Blue Screens Everywhere

Already dubbed “The Largest IT, Outage In History, the CrowdStrike update from July 18, 2024, has affected at least 8.5 million Windows devices, according to Microsoft. Several of these devices are critical assets and run multiple essential services. For instance, I was unable to pay for my coffee in Dubai because the payment systems used by the coffee shop were down, and a friend lost her passport while stranded in Barcelona due to flight disruptions. The full impact and scope of the incident remain unknown, and it is likely be the main topic of discussion at DEFCON and BlackHat this summer and beyond.

Around 2010, many founders, whether in security or not, faced a critical question: “Kernel-mode or User-mode? Which should our agent be?” During this time, agent fatigue started becoming a real issue, with many customers reluctant to install additional agents on their machines. Moreover, the idea of adding agents that might require a kernel driver was met with significant skepticism.

Kernel mode obviously provides greater flexibility, information, and control. For example, when we developed our Windows-based application container solution, CloudVolumes, kernel access was essential. It allowed us to utilize mini-filters to access file system and registry operations, unlike other solutions such as ThinApp, which had a more restrictive design.

Security products were also seen as prime targets for vulnerability research due to their ideal characteristics:

  • Privileged access (Kernel or Administrator).
  • Complex parsers, increasing the attack surface.
  • Limited QA performed on them.

During a certain period, Tavis Ormandy conducted audits on multiple security products, successfully uncovering numerous vulnerabilities. The more complex the code placed in kernel mode, the greater the risk, a persistent issue with kernel drivers on any operating system.

A prime example is win32k, the Windows GUI Subsystem and Windows Manager. A simple Google search for “win32k” will reveal why it has been a concern since Alex Ionescu first covered it in 2008. The saying “Too big to fail” certainly does not apply to kernel drivers; in fact, the opposite is definitely in effect.

Some solutions, such as Capsule8, intentionally avoided using kernel modules from the beginning. Instead, they relied exclusively on kprobes/uprobes before eventually incorporating eBPF support. eBPF has since gained prominence for powering the Solana Virtual Machine. However, eBPF is still in an early stage on Windows and currently cannot provide as much telemetry as a kernel driver, making it an insufficient solution for now.

The issue with kernel modules and drivers is that they can be used and abused on any modern operating system. As long as arbitrary code can run on a machine, defense in depth is necessary, requiring higher standards for development. This is why efforts to port core drivers like win32k to Rust have begun. We can expect Microsoft, and likely Linux, to speed up their initiatives for the Rust driver development platform with projects like windows-drivers-rs.

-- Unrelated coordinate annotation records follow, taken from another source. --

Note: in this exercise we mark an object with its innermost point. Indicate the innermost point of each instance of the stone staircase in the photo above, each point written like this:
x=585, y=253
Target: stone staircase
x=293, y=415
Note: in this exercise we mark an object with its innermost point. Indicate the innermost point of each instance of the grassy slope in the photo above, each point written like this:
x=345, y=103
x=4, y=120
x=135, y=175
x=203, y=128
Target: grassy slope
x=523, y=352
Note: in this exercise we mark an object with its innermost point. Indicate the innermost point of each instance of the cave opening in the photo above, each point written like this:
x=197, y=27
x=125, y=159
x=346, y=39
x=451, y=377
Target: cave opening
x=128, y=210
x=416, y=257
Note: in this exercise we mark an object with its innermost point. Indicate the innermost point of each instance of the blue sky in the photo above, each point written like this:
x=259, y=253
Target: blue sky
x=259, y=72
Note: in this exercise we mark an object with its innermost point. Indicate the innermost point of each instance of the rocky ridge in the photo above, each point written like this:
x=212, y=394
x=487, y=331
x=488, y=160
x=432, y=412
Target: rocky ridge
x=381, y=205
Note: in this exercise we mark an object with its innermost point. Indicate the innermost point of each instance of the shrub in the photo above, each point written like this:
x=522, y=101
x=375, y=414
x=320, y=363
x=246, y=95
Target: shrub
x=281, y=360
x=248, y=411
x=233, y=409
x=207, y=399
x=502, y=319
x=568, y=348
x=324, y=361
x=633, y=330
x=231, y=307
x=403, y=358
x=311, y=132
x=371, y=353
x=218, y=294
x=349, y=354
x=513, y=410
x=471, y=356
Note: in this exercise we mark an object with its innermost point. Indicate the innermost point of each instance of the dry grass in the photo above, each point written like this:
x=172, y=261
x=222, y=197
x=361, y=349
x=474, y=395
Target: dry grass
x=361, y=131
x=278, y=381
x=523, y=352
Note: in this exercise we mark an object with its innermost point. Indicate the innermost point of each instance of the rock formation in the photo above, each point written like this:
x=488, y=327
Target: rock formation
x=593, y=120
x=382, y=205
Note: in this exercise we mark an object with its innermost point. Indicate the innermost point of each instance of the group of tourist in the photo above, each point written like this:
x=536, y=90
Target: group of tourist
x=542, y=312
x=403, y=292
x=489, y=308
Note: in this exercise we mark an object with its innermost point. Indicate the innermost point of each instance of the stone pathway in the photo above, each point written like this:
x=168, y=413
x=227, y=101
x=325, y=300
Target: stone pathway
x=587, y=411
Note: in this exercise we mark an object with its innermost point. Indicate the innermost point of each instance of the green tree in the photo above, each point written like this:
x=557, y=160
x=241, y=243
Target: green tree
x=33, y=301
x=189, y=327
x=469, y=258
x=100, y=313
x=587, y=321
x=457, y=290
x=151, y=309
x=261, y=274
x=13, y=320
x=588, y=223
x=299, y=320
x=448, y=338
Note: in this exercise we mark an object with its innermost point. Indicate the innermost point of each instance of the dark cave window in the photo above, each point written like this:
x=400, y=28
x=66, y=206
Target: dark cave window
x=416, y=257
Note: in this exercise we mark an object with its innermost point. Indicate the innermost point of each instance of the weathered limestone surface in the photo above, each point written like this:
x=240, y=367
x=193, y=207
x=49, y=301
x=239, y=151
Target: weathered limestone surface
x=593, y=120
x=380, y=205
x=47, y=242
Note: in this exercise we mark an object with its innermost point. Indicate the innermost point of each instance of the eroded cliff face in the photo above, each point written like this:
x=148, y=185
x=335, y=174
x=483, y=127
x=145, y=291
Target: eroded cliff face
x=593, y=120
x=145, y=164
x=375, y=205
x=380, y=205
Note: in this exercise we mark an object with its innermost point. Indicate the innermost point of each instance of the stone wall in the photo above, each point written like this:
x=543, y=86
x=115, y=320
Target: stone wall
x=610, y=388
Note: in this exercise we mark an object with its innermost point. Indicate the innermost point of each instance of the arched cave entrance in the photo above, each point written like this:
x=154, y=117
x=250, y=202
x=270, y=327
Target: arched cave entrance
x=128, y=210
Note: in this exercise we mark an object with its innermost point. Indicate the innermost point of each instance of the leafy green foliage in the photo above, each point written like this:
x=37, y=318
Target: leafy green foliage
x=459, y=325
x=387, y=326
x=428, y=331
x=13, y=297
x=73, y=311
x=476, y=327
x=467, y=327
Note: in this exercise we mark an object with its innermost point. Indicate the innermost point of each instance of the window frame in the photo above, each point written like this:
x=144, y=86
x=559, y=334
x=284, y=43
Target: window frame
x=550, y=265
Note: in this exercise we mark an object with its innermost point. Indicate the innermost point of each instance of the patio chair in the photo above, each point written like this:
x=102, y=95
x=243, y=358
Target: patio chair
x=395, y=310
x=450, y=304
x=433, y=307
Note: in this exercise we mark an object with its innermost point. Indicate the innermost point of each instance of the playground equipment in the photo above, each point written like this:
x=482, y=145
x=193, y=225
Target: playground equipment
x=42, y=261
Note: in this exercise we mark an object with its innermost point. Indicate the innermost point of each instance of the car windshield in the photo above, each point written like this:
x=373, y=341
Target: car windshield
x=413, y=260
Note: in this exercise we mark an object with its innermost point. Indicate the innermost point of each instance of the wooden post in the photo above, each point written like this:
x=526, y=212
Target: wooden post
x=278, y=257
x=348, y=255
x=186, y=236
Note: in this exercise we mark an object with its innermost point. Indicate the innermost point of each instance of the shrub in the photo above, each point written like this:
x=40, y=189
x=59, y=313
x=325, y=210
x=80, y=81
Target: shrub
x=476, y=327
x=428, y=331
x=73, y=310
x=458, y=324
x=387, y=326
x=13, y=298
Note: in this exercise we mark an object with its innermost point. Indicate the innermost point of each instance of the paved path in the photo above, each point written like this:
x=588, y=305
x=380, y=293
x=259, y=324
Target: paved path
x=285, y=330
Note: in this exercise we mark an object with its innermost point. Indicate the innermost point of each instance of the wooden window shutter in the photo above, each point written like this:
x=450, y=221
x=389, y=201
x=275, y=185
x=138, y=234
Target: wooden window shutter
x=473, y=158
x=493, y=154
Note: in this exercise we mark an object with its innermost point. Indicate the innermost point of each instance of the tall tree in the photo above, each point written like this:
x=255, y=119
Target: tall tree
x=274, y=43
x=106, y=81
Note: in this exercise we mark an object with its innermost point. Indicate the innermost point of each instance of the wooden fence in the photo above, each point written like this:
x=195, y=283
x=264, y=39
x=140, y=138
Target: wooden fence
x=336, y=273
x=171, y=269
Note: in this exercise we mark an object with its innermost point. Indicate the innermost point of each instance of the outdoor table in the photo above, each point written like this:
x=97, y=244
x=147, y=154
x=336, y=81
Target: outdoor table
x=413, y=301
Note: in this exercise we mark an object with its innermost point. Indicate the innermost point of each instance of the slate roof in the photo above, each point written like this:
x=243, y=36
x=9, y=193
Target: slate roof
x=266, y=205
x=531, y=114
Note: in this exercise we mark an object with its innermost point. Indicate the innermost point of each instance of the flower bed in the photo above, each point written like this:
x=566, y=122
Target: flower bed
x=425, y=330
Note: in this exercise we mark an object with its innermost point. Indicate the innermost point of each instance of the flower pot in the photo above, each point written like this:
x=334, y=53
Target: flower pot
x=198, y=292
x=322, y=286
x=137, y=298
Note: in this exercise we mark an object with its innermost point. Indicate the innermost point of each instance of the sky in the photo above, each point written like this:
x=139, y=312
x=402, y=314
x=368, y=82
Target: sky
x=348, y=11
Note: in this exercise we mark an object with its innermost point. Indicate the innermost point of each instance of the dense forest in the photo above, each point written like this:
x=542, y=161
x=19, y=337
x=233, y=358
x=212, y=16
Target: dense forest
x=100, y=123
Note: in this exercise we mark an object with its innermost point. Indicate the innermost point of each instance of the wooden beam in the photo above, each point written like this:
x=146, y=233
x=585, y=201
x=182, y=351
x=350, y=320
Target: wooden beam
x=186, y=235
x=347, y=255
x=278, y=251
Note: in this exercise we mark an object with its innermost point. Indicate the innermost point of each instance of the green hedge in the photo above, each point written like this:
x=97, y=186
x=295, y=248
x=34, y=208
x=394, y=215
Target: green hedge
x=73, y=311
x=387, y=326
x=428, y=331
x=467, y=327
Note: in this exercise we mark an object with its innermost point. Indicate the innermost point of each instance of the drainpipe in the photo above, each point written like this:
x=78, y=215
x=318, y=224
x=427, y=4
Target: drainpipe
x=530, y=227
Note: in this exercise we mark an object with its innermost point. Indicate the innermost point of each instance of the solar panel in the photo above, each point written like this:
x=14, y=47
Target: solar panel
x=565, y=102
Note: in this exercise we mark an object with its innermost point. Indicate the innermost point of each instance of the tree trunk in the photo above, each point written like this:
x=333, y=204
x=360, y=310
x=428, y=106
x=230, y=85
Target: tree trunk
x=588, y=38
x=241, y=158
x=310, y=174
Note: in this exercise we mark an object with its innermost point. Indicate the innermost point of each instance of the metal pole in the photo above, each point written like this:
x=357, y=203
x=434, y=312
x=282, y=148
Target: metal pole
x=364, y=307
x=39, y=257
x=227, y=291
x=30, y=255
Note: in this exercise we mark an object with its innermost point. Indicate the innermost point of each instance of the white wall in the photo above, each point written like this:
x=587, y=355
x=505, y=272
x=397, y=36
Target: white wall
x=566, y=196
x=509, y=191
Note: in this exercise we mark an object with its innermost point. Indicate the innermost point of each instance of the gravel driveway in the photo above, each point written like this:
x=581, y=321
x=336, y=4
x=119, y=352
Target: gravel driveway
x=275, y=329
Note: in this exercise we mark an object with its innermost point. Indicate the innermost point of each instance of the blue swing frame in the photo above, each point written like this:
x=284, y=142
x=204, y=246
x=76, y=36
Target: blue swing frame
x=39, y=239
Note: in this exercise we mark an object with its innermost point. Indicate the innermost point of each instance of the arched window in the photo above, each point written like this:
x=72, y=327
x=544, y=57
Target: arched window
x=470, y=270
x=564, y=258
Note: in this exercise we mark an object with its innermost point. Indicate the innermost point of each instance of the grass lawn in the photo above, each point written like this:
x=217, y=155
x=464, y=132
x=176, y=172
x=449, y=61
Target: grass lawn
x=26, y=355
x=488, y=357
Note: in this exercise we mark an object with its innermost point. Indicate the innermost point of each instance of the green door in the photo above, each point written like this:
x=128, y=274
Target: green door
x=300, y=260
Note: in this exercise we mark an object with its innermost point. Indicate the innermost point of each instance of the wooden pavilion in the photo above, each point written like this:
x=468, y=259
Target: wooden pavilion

Apple decided to promote System Extensions that operate in user space, gradually phasing out Kernel Extensions (kext). They also provided a limited API for third-party Endpoint Security solutions is only “good enough” when your operating system isn’t a priority for attackers. Microsoft undertook a similar initiative with its User Mode Driver Framework, though it is primarily used for Plug and Play (PnP) and power management functionalities and not monitoring/telemetry purposes.

2008 Picture of Microsoft Research Singularity OS Team

The most straightforward way to prevent third-party drivers from causing system faults is to move them out of kernel space and prohibit third-party code execution in kernel mode. Unfortunately, this is at the moment unrealistic and would require a different OS design. This concept has been discussed for a long time, with various initiatives like Microsoft’s C# Singularity OS from Microsoft Research.

In the case of security solutions, you would naturally move complex code such as regexes and parsers out of kernel land but this would come at a performance cost and prevent “real time attack detections”. One bug does not reflect the quality of software produced by a company, but one bug can really destroy the purpose of a product.

Initiatives like windows-drivers-rs will undoubtedly enhance the stability and safety of kernel modules. However, we are still in the early stages of writing kernel drivers in Rust. Additionally, the incentives for third-party companies to adopt Rust for driver development are limited compared to the efforts required which also would most likely also endup with a lot of unsafe {} code anyway. Convincing a large number of companies would also be necessary. For an idea of how many companies are potentially involved, you can refer to the list of allocated filter altitudes.

Having user-mode only security solutions sound nice but it would mean a really high dependence (e.g. Apple Endpoint Security APIs) on what the operating system vendor provides as telemetry which would just mean shifting the accountable party.

In conclusion, while memory-safe languages like Rust offer significant improvements, the true solution to security vulnerabilities lies in creating robust code, superior products, and better design. We must question when complexity becomes excessive, as it can undermine security efforts. Additionally, we need to consider if security products are destined to become mere fancy user interfaces for vendor telemetry APIs. Balancing simplicity, robustness, and usability is crucial as we strive to build more secure systems ina world where computing systems are highly reliant on each other.